Hoge Raad, 16-06-2023, ECLI:NL:HR:2023:924, 22/03959
Hoge Raad, 16-06-2023, ECLI:NL:HR:2023:924, 22/03959
Gegevens
- Instantie
- Hoge Raad
- Datum uitspraak
- 16 juni 2023
- Datum publicatie
- 16 juni 2023
- ECLI
- ECLI:NL:HR:2023:924
- Formele relaties
- In cassatie op : ECLI:NL:GHARL:2022:7913
- Zaaknummer
- 22/03959
Inhoudsindicatie
HR: 81.1 RO.
Uitspraak
HOGE RAAD DER NEDERLANDEN
BELASTINGKAMER
Nummer 22/03959
Datum 16 juni 2023
ARREST
in de zaak van
[X] te [Z] (hierna: belanghebbende)
tegen
de STAATSSECRETARIS VAN FINANCIËN
op het beroep in cassatie tegen de uitspraak van het Gerechtshof Arnhem-Leeuwarden van 13 september 2022, nrs.
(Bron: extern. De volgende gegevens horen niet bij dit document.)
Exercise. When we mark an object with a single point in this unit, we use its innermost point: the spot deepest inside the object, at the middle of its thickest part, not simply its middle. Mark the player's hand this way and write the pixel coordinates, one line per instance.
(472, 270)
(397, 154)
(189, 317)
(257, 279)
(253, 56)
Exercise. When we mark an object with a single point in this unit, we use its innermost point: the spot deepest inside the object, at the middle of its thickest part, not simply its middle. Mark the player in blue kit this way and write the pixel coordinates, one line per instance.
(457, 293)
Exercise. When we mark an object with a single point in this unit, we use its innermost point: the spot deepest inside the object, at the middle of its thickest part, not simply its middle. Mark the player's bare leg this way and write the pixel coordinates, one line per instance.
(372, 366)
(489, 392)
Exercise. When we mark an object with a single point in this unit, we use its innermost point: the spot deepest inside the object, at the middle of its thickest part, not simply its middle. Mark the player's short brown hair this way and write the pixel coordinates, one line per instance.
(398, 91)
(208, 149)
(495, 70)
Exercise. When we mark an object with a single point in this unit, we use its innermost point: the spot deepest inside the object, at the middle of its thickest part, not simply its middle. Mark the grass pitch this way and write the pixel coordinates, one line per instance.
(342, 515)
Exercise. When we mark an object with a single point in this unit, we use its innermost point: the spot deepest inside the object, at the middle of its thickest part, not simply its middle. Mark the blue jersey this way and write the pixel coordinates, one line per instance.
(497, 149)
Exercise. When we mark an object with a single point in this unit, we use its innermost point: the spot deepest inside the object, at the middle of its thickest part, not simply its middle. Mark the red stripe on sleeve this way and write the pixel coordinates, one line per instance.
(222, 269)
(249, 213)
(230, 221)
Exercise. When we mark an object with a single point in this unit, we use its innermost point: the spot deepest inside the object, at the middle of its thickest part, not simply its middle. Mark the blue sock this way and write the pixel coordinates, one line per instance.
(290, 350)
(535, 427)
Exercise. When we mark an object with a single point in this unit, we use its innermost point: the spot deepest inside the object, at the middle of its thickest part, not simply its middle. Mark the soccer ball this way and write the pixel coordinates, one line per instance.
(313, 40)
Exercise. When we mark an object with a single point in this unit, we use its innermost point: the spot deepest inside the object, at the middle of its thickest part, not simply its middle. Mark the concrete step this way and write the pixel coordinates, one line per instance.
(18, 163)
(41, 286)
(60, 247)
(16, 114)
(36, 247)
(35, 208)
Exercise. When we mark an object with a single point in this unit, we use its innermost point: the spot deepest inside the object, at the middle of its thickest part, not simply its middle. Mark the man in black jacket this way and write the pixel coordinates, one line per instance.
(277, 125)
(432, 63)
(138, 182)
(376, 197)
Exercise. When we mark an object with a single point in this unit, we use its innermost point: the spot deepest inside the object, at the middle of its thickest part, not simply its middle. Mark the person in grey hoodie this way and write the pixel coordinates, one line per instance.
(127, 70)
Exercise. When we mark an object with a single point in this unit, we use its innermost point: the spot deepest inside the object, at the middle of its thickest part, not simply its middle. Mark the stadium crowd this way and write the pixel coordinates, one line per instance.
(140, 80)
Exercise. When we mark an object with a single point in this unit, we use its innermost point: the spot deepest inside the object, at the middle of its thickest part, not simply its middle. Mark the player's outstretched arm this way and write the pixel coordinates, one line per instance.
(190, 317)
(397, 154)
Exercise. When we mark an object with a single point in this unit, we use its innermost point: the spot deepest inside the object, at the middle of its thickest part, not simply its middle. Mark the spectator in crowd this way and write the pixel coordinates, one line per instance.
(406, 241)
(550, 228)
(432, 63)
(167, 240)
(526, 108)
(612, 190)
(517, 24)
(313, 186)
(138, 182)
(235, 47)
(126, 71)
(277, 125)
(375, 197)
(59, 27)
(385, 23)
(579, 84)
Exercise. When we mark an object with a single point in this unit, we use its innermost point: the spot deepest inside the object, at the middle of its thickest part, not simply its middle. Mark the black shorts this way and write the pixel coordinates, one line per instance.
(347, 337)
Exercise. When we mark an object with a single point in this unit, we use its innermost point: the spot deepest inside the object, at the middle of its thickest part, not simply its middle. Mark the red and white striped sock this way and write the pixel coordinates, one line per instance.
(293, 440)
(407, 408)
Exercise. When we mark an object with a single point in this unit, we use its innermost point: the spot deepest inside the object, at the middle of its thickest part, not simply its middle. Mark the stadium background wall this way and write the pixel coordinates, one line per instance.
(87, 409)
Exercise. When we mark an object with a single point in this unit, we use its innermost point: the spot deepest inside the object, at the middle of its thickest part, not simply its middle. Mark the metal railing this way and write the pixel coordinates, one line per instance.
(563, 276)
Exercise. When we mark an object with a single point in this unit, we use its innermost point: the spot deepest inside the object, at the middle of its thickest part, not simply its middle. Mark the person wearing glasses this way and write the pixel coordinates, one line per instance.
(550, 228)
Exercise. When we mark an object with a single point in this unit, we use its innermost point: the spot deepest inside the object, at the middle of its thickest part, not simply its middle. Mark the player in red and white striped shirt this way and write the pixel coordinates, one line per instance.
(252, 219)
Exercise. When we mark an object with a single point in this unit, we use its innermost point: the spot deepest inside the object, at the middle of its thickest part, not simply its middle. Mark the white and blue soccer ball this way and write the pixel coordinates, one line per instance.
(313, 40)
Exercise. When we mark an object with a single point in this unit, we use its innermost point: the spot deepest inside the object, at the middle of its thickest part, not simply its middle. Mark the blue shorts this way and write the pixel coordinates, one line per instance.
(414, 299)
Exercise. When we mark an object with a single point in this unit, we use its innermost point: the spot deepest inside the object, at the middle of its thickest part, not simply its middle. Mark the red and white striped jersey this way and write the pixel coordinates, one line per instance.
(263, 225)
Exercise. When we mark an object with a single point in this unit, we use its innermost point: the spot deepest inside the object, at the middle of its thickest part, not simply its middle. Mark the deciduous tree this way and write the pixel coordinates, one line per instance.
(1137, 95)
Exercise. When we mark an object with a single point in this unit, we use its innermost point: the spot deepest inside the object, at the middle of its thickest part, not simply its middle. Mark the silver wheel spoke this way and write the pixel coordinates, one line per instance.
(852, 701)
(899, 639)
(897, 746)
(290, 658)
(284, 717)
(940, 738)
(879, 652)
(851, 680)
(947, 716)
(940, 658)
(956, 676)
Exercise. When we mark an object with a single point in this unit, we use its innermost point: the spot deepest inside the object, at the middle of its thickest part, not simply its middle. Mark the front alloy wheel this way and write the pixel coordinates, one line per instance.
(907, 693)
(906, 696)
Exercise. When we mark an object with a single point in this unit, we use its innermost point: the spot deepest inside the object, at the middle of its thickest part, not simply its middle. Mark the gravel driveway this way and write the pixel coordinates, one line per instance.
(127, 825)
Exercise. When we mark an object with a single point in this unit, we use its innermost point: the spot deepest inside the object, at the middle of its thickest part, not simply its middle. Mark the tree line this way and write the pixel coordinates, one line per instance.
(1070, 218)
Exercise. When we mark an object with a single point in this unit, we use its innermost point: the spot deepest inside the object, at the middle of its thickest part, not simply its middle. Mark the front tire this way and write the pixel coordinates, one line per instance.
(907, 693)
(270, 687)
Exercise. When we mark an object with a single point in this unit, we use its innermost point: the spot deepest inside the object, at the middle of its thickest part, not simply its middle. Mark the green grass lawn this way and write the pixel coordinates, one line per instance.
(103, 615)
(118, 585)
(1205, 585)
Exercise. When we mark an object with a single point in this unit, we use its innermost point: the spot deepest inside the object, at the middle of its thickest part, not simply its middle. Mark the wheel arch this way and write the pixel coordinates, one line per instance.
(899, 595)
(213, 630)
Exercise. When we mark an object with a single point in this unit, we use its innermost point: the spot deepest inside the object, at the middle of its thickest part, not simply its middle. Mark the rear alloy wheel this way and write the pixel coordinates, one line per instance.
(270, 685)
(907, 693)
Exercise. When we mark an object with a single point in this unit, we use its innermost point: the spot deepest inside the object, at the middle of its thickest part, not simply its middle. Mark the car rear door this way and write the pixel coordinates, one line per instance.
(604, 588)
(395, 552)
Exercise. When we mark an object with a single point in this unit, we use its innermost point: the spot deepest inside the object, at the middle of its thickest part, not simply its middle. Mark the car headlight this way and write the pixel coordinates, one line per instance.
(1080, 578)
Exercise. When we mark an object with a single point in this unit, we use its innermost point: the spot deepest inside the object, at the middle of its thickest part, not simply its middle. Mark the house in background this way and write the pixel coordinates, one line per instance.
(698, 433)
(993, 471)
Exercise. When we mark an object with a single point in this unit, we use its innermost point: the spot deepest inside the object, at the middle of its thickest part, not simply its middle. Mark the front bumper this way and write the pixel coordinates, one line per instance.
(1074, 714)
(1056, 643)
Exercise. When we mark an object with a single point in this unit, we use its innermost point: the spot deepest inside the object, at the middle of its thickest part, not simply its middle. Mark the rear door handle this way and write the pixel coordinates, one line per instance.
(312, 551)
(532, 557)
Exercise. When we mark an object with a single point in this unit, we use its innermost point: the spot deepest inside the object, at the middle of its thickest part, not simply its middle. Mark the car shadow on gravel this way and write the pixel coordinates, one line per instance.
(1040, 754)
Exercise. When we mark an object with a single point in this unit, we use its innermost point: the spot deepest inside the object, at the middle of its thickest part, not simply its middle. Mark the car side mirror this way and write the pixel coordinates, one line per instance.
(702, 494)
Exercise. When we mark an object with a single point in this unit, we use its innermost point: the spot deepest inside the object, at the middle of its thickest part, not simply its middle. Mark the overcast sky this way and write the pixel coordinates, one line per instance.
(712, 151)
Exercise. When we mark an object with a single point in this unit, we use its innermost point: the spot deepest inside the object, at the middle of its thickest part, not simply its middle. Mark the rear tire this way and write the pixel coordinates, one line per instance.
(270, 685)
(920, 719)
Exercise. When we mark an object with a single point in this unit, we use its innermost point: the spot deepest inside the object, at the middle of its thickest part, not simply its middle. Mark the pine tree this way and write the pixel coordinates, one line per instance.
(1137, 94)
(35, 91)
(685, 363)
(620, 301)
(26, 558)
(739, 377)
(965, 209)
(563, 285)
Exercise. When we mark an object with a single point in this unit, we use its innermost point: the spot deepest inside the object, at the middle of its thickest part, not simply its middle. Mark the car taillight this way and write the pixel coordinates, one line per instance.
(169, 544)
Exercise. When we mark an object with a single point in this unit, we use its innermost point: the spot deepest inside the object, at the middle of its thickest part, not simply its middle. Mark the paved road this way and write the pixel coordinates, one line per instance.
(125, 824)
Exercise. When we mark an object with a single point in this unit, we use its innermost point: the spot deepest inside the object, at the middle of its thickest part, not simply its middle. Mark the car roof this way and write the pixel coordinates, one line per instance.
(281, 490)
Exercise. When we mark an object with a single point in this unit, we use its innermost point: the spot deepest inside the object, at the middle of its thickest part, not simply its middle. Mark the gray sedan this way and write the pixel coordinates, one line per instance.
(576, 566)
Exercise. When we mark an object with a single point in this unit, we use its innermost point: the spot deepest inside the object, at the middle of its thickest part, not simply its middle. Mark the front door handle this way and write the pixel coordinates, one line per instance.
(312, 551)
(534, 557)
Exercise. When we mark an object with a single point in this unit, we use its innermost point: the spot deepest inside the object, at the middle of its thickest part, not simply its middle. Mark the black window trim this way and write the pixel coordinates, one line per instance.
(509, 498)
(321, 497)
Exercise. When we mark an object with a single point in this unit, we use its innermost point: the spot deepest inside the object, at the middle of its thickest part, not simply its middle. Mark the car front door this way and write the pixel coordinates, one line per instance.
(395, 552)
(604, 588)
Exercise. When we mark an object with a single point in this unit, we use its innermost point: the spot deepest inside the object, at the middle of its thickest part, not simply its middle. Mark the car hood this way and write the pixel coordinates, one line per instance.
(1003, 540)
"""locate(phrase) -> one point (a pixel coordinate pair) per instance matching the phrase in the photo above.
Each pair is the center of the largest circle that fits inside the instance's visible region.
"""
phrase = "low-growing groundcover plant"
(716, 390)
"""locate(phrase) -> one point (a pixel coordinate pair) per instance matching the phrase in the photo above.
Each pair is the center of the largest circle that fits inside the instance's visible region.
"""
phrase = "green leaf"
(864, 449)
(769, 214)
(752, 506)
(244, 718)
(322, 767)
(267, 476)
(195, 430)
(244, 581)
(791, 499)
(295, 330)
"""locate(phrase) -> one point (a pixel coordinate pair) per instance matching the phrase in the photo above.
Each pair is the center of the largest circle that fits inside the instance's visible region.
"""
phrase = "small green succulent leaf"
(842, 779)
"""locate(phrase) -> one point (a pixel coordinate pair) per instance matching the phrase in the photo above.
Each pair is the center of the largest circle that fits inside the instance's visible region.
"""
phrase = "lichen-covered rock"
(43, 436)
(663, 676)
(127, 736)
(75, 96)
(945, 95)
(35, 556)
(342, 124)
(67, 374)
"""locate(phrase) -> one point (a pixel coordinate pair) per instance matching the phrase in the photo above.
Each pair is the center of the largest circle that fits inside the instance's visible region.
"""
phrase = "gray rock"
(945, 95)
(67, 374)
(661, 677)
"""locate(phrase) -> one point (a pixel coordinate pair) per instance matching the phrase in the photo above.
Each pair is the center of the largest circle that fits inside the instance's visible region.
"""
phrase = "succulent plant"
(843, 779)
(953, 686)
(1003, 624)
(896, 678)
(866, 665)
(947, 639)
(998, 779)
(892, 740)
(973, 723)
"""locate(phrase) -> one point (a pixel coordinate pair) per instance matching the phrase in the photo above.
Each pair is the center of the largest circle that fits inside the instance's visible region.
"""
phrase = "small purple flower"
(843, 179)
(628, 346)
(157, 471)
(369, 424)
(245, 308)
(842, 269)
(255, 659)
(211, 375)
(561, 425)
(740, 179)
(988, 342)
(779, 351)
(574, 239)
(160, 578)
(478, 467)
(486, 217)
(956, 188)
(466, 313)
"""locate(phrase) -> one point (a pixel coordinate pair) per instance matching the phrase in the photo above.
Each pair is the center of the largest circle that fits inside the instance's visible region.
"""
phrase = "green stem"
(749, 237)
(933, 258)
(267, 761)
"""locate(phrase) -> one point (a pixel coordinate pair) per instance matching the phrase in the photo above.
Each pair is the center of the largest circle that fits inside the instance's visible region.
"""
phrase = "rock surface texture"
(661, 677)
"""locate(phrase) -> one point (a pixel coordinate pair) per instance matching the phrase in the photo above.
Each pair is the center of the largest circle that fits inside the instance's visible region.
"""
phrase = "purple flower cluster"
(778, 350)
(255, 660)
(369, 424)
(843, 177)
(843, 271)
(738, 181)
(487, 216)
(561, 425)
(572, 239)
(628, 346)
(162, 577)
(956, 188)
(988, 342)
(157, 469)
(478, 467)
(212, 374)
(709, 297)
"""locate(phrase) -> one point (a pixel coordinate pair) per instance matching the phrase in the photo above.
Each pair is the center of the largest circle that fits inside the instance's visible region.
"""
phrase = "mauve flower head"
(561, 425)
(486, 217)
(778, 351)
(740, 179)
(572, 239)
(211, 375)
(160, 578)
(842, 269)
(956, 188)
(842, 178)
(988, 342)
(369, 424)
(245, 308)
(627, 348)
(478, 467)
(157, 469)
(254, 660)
BK-ARN 21/00491 tot en met 21/004951, betreffende de aan belanghebbende voor de jaren 2010 tot en met 2014 opgelegde aanslagen in de inkomstenbelasting/premie volksverzekeringen, de daarbij gegeven boetebeschikkingen en de daarbij gegeven beschikkingen inzake heffingsrente en belastingrente.
1 Het eerste geding in cassatie
Bij arrest van de Hoge Raad van 9 april 2021, ECLI:NL:HR:2021:505, is vernietigd de uitspraak van het Gerechtshof ’s-Hertogenbosch van 19 juni 2020, nrs. 19/00734 tot en met 19/007382, met verwijzing van het geding naar het Gerechtshof Arnhem-Leeuwarden (hierna: het Hof) ter verdere behandeling en beslissing van de zaak met inachtneming van dat arrest.
2 Het tweede geding in cassatie
Belanghebbende heeft tegen de uitspraak van het Hof beroep in cassatie ingesteld.
De Staatssecretaris, vertegenwoordigd door [P], heeft een verweerschrift ingediend.
Belanghebbende heeft een conclusie van repliek ingediend.
3 Beoordeling van de klachten
De Hoge Raad heeft de klachten over de uitspraak van het Hof beoordeeld. De uitkomst hiervan is dat deze klachten niet kunnen leiden tot vernietiging van die uitspraak. De Hoge Raad hoeft niet te motiveren waarom hij tot dit oordeel is gekomen. Bij de beoordeling van deze klachten is het namelijk niet nodig om antwoord te geven op vragen die van belang zijn voor de eenheid of de ontwikkeling van het recht (zie artikel 81, lid 1, van de Wet op de rechterlijke organisatie).